Анури, видимо, тоже чувствует враньё. Слëзы наконец выкатываются из глаз, сползая по лицу. Это не цунами, но это водопад, пусть и тихий, неслышный. Струю воды не нужно слышать: её следы видны на смуглых щеках, на опухшем длинном носу, на дрожащих и сухих губах, в заплаканных покрасневших глазах.

А в них ничего не видно, кроме невыносимой боли, что свербит внутри.

Девушка с более тëмной кожей сжимает ладонь подруги сильнее, будто посылая мысленный сигнал: «Крепись!»

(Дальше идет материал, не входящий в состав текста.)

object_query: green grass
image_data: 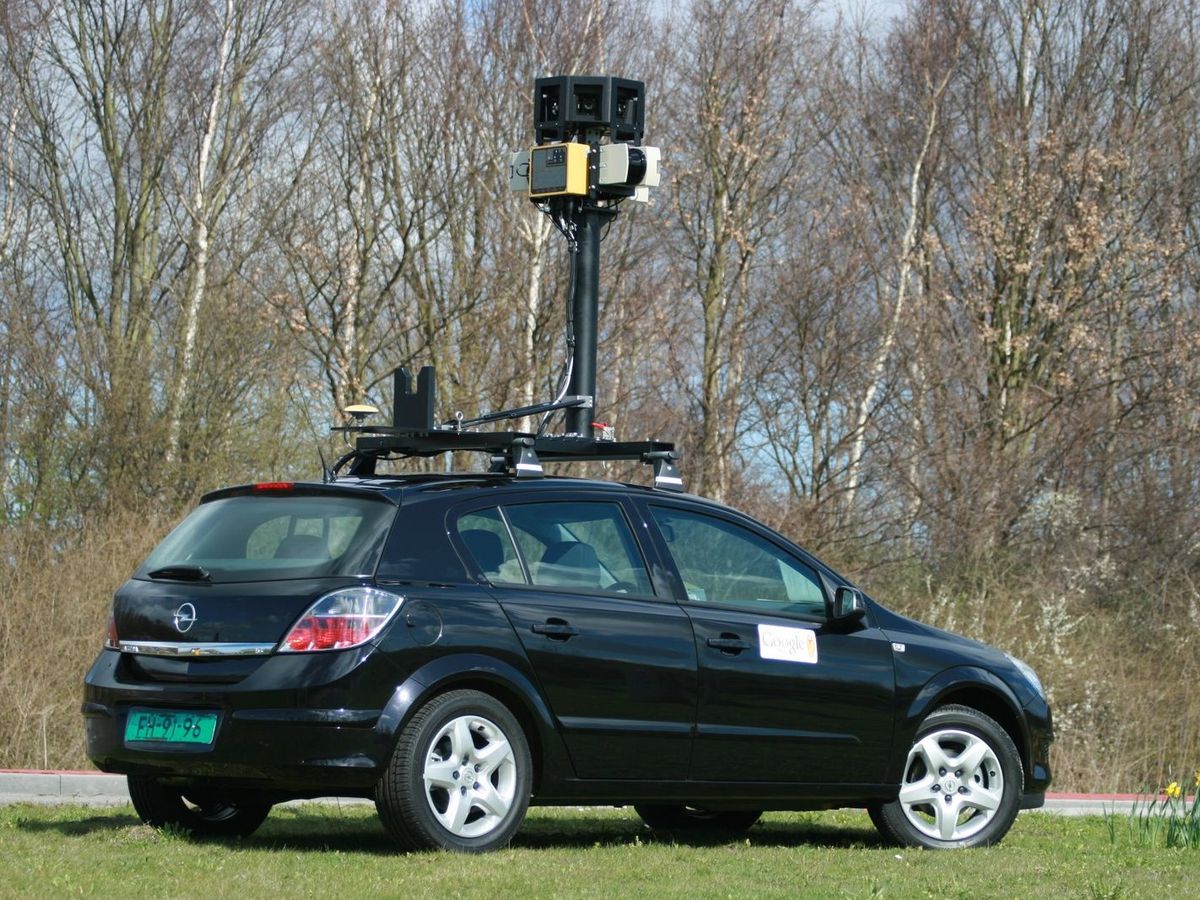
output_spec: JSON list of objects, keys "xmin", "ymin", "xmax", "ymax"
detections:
[{"xmin": 0, "ymin": 804, "xmax": 1200, "ymax": 900}]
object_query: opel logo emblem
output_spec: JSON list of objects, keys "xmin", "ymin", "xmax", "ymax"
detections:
[{"xmin": 175, "ymin": 604, "xmax": 196, "ymax": 634}]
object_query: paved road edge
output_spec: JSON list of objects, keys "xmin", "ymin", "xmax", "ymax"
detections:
[{"xmin": 0, "ymin": 769, "xmax": 1166, "ymax": 816}]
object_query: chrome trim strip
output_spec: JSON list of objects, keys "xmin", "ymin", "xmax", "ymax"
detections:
[{"xmin": 118, "ymin": 641, "xmax": 275, "ymax": 656}]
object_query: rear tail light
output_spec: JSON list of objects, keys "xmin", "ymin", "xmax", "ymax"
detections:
[{"xmin": 280, "ymin": 588, "xmax": 404, "ymax": 653}]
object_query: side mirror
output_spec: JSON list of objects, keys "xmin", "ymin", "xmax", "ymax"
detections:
[{"xmin": 830, "ymin": 587, "xmax": 866, "ymax": 625}]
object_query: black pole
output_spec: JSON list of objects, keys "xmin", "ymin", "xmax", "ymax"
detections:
[{"xmin": 566, "ymin": 203, "xmax": 607, "ymax": 437}]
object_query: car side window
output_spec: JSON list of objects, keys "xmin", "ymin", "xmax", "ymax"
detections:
[
  {"xmin": 504, "ymin": 502, "xmax": 654, "ymax": 594},
  {"xmin": 652, "ymin": 506, "xmax": 826, "ymax": 618},
  {"xmin": 458, "ymin": 506, "xmax": 526, "ymax": 584}
]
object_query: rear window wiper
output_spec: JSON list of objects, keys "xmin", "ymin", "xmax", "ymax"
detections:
[{"xmin": 146, "ymin": 565, "xmax": 212, "ymax": 581}]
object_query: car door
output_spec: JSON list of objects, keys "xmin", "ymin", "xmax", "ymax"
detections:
[
  {"xmin": 648, "ymin": 502, "xmax": 895, "ymax": 784},
  {"xmin": 456, "ymin": 496, "xmax": 696, "ymax": 780}
]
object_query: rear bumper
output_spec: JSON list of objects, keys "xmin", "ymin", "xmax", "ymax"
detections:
[{"xmin": 82, "ymin": 650, "xmax": 408, "ymax": 797}]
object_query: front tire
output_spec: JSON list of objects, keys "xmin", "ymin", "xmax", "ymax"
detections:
[
  {"xmin": 634, "ymin": 804, "xmax": 762, "ymax": 834},
  {"xmin": 127, "ymin": 775, "xmax": 271, "ymax": 838},
  {"xmin": 868, "ymin": 706, "xmax": 1025, "ymax": 850},
  {"xmin": 376, "ymin": 690, "xmax": 533, "ymax": 853}
]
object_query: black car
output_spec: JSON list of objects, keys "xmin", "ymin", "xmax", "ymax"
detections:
[{"xmin": 83, "ymin": 474, "xmax": 1052, "ymax": 851}]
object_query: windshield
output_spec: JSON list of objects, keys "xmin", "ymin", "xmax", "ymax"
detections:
[{"xmin": 134, "ymin": 494, "xmax": 396, "ymax": 582}]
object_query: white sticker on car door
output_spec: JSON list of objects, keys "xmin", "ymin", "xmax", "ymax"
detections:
[{"xmin": 758, "ymin": 625, "xmax": 817, "ymax": 664}]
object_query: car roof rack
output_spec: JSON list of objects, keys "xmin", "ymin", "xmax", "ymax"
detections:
[{"xmin": 326, "ymin": 366, "xmax": 684, "ymax": 492}]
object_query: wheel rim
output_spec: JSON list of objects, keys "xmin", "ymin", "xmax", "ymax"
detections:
[
  {"xmin": 900, "ymin": 728, "xmax": 1004, "ymax": 841},
  {"xmin": 424, "ymin": 715, "xmax": 517, "ymax": 838}
]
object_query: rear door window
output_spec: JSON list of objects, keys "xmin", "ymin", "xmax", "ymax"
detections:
[
  {"xmin": 650, "ymin": 505, "xmax": 826, "ymax": 618},
  {"xmin": 457, "ymin": 500, "xmax": 654, "ymax": 595},
  {"xmin": 503, "ymin": 500, "xmax": 654, "ymax": 594},
  {"xmin": 458, "ymin": 506, "xmax": 526, "ymax": 584}
]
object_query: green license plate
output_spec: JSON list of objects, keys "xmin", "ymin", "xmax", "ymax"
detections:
[{"xmin": 125, "ymin": 709, "xmax": 217, "ymax": 744}]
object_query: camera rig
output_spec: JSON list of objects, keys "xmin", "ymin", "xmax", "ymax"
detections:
[{"xmin": 326, "ymin": 76, "xmax": 683, "ymax": 491}]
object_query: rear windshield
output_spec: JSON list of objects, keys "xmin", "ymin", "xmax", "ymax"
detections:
[{"xmin": 134, "ymin": 494, "xmax": 396, "ymax": 582}]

— Ты хоть сама-то веришь в эту чепуху? — с губ Анури слетает смешок.

Нет.

Санна не верит. Ей хочется, но понимание того, что должно произойти в скором времени, тяготит её. Она желает надеяться на лучшее, на некое чудо-спасение, но с каждым прошедшим часом надежда трескается всё сильнее и сильнее. Так и слышится хруст в ушах. А, возможно, Санна уже сходит с ума на почве всей той бойни, которую она видела и в которой участвовала. А, возможно, это уже тревога за друга так влияет на разум.

Ей, если честно, всё равно. Если её сумасшествие заставит Мава проснуться и жить, Санна своими же руками ускорит процесс.

Больно. Сложно. Страшно. Разрывает на куски. Ломает.

Всё внутри кричит и хочет вырваться наружу. Все те черти, что на душе, так и хотят разнести всю больницу в щепки.

Предотвратить. Санна выберет «предотвратить», если от этого боль наконец-то начнёт разлагаться и растворяться:

— Я предлагаю всë-таки пойти к нему, — она вздыхает, запрокидывая голову и заставляя прямые длинные чëрные волосы трепыхаться при движении, а медовые глаза сверкают остатками надежды, перемешанной с решительностью. — Они не могут держать нас вечно в неведении.

Анури лишь всхлипывает в ответ, утыкаясь в колени. Смуглое лицо краснеет, становится опухшим, и Санне самой хочется развалиться.

Только вот бы её больше никто и никогда не склеивал. Пусть боль прикончит её окончательно. Так будет лучше всего.

Так проще будет пережить смер…

Нет. Мав будет жить.

Санна тянет за руку подругу, но та яро вырывается, прижимая локоть к груди. Губы поджаты, волнистые русые волосы выглядят обожëнными чем-то и грязными, а тëмно-карие глаза покрываются кровяными линиями. Рот её дёргается, как в припадке, то поднимаясь в улыбку, но дрожа, то опускаясь, но стискиваясь зубами.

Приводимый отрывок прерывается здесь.